Indications for use The Navigated Taps and Screwdrivers are intended to be used during the preparation and placement of Medtronic screws during spinal surgery and are specifically designed for use with the StealthStation™ System, which is indicated for any medical condition in which the use of stereotactic surgery may be appropriate, and where reference to a rigid anatomical structure, such as the skull, a long bone, or vertebra, can be identified relative to a CT or MR based model, fluoroscopy images, or digitized landmarks of the anatomy.
Contraindications None.
Material composition Material contained in product that can cause an allergic reaction: nickel
Compatibility This device is compatible with Medtronic StealthStation™ image-guided surgery systems and Medtronic navigation instruments.

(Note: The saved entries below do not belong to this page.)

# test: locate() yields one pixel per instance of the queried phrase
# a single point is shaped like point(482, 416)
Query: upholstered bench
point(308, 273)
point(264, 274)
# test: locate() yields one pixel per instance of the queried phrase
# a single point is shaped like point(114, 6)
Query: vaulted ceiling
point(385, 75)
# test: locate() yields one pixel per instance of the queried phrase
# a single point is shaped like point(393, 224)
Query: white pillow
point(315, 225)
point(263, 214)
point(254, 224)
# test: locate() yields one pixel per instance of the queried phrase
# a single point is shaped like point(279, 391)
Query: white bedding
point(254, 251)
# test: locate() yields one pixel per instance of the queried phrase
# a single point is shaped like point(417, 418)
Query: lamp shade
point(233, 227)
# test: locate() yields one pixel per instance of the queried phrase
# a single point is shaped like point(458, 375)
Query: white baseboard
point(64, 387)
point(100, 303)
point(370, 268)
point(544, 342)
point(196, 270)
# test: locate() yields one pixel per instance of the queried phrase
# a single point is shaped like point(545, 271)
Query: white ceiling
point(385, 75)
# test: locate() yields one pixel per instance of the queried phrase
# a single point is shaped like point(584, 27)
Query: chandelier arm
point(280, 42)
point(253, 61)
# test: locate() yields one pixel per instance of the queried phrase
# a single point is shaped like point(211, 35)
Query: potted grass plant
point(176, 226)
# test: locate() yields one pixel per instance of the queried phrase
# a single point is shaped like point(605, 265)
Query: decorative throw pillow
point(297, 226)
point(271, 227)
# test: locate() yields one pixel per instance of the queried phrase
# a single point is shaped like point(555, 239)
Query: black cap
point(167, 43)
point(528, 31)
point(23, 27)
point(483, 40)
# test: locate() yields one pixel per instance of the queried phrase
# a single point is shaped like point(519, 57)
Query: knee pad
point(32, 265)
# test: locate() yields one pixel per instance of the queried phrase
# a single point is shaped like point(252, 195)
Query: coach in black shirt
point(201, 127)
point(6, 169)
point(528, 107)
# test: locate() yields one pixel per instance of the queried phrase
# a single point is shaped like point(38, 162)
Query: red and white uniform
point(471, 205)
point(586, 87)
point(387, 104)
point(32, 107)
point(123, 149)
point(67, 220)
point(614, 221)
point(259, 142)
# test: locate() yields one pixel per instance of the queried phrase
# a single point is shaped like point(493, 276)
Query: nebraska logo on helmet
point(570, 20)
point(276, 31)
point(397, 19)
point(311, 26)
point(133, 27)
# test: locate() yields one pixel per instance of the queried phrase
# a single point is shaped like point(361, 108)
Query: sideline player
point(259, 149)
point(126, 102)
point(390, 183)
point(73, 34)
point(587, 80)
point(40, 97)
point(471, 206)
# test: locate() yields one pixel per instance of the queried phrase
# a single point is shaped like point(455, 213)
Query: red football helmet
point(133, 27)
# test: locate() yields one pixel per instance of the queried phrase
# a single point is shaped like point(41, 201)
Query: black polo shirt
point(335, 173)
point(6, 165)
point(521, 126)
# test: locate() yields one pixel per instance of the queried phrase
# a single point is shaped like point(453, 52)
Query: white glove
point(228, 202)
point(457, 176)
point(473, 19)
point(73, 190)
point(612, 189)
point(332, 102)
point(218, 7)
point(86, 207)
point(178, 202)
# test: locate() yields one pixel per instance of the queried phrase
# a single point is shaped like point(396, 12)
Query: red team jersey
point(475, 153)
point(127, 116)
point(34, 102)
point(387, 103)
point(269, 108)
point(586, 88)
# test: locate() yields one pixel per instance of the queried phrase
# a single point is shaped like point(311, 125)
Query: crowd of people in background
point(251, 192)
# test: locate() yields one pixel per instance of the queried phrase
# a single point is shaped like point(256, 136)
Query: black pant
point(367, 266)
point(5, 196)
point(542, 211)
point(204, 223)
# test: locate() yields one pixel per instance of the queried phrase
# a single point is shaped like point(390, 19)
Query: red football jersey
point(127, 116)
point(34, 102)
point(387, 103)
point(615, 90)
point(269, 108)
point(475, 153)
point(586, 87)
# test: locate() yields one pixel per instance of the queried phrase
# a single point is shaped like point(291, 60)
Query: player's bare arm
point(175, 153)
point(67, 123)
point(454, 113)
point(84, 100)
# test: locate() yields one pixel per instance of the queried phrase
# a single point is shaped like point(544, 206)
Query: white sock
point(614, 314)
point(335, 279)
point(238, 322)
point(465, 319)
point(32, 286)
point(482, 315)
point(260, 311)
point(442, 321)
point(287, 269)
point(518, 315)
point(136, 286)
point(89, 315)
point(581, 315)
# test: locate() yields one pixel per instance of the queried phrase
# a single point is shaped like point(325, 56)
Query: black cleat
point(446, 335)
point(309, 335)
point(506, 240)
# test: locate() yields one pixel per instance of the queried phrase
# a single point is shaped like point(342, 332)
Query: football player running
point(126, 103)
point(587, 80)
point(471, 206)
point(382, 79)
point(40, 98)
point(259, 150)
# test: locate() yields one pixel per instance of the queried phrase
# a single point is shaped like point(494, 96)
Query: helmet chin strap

System-level manuals This device can be used with Medtronic image-guided surgery systems. See the StealthStation™ system-level manuals and spine procedure pocket guides for descriptions of patient groups, intended users, clinical benefits, side effects, and potential complications. This device is an accessory to your StealthStation™ System.
Warnings Warning: Use caution and exercise care to prevent injury during use. See the corresponding system-level manuals and procedure pocket guides for further handling instructions. Warning: Prior to use, examine the device for damage or deterioration. If damaged or deteriorated, do not attempt to use the device and do not attempt to repair it. Warning: The POWEREASE™ Adapter is designed for re-use and is supplied non-sterile. Clean and sterilize the device components before every use according to the instructions in this document. Warning: Do not open sterile-barrier packages or containers until surgical use. At time of use, inspect barrier for breach. If the sterile barrier was breached before surgical use, reprocess all devices contained in the package. Warning: During navigation, and after decompression and/or distraction, frequently confirm navigational accuracy by touching the tip of the navigated instrument on known anatomical points, including accuracy checkpoints, and comparing the position of the instrument tip in the image with its physical location. Warning: Abandon use if damage or malfunction occurs during a procedure. Warning: Do not attempt to alter the product. Only use the product in accordance with its labeling. Warning: Touching the adapter to electrocautery may expose the user to harmful electrical current. Warning: To avoid potential exposure to blood-borne pathogens and chemicals, use appropriate Personal Protective Equipment when handling, processing, or disposing of Medtronic devices. Warning: Do not re-use or re-process a device where transmissible spongiform encephalopathy agents or Creutzfeldt-Jakob disease contamination is suspected or confirmed. Incinerate the potentially contaminated device according to national guidelines. Warning: Abandon use if device sterility is compromised.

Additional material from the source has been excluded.